The therapist guides the client through a discovery process to increase their hypothesis space, including the possibility of a hidden cause for their symptom. This progressive representational redescription yields a relatively optimized schema balanced in semantic generalization and episodic detail.
Collaborative Therapy
In collaborative therapy, therapists are transparent with clients about their thoughts and feelings. This includes professional thoughts, such as diagnoses, and personal thoughts, such as judgments and hypotheses. This is not the same as disclosure and is meant to build trust with the client.

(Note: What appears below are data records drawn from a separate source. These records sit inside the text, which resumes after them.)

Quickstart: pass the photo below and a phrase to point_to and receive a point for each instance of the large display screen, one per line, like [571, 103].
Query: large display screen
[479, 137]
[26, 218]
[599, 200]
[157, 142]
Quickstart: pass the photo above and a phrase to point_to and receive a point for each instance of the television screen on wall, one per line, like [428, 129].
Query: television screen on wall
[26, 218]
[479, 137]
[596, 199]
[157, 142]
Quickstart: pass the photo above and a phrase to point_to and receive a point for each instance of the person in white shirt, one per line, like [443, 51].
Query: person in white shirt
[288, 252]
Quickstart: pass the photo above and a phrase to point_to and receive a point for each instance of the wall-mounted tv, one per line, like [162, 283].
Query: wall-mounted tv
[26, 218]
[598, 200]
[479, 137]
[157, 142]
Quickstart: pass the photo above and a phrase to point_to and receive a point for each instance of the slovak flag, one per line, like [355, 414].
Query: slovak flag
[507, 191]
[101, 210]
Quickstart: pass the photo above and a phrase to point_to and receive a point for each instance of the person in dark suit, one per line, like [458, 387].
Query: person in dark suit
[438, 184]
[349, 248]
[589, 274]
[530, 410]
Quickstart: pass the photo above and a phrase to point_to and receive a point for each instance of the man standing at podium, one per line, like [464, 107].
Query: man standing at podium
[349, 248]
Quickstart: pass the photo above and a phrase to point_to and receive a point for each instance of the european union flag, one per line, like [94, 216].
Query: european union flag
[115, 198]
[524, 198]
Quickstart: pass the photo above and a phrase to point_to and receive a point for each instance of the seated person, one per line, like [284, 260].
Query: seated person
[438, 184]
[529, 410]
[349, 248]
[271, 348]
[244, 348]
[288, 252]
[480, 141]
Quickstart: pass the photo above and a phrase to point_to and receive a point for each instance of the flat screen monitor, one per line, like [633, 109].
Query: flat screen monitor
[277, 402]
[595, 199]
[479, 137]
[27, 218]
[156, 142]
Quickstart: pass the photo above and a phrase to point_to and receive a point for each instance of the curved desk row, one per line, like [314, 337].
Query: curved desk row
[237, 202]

The postmodern approach behind collaborative therapy centers on two key concepts: flexible knowledge and multiple realities. The therapist recognizes that the client is the foremost authority on their experiences and will consider what they say valid.
Clients who choose this approach may experience increased insight and engagement with their treatment. This can motivate them to stick with their treatment plan and achieve goals.
Compassionate Presence Therapy
Therapeutic presence is a mindful relational stance that supports client safety and growth. Therapists blend their experiences and attune to their clients’ moment-to-moment experiences through verbal cues and body language.
They also focus on their emotional and physical stability by regulating their physiology and emotions in resonance with their clients, a process called co-regulation.
Distractions can include internal such as judgmental thoughts or feelings of self-doubt, and external, from the noise of their office or demands of the day. Cultivating mindfulness and self-compassion practices in their daily lives and a brief centering practice before each session can help therapists invite a state of therapeutic presence into their work.
Buddhist Psychotherapy
As Buddhism has gained more traction in Euro-American culture, more therapists are beginning to incorporate Buddhist philosophy and practices into their work. This type of therapy is called Buddhist counseling.
This type of therapy combines the wisdom of Buddhist teachings and understandings with Western psychotherapy styles such as cognitive behavioral therapy. The goal of this type of therapy is to alleviate mental suffering.